The courtyard of the West Broad School campus. Credit: Austin Steele

Renovation of the old West Broad School won’t include a health clinic or classrooms for 200 pre-K and Head Start students, and only one of the three buildings on the site will be preserved, according to Clarke County School District officials.

There are physical issues—stormwater pooling, a 50- or 60-inch stormwater line along the back of the building, elevation changes—that make the site “challenging,” John Gilbreath, director of SPLOST facility planning and construction for CCSD, told Flagpole

Gilbreath said the 1938 Minor Street building, originally a school for African-American children during segregation, will be renovated and will have its windows, roofing and siding all replaced. He added that the other two buildings, which date from the 1950s, won’t be preserved. Other buildings could be constructed. “The site is too small for a school, but it’s suitable for a program of some kind, maybe for middle or high school students,” he said. 

Most of the district’s elementary schools each have at least 10 acres, except Barrow and Chase Street, both older schools in urban settings. But both have more than five acres, which is the minimum, according to state Department of Education regulations. West Broad has only three acres, making it an unlikely setting for pre-K or early learning facilities. And since it hasn’t operated as a school for years, it wouldn’t be grandfathered in.

Plans for the early learning center were the brainchild of former superintendent Demond Means, who recommended it over alternative proposals for a community center from the Athens Land Trust and Northeast Georgia Business Alliance. After a controversial vote, the Board of Education budgeted $10 million to transform the West Broad campus and hired Lawrenceville-based architectural firm Lindsay Pope Brayfield and Associates to design plans for the site. 
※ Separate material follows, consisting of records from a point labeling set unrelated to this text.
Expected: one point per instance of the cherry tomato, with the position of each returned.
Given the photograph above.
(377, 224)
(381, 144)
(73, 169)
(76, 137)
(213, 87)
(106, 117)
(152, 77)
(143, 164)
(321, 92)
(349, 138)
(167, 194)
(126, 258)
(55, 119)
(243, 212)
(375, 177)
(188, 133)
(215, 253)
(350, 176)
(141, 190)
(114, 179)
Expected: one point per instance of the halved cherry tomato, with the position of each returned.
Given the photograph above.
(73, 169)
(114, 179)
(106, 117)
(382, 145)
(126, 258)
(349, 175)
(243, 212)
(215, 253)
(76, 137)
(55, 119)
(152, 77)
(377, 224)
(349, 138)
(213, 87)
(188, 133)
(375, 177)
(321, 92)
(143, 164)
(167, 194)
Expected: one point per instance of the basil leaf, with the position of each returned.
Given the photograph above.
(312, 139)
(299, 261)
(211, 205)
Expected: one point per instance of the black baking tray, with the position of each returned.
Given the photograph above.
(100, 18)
So far, said BOE member Greg Davis, there isn’t a building committee for the West Broad campus. Greg Davis and colleague Linda Davis will both represent the school board, but as far as he knows, no one from the neighborhood has joined the committee—and the situation concerns him. Every other school construction project has had a building committee made up of parents and residents. Gilbreath, too, said he is concerned that there’s no local building committee, and he blames that situation on the pandemic. The plan is to show a local committee the architects’ proposed plans to get input.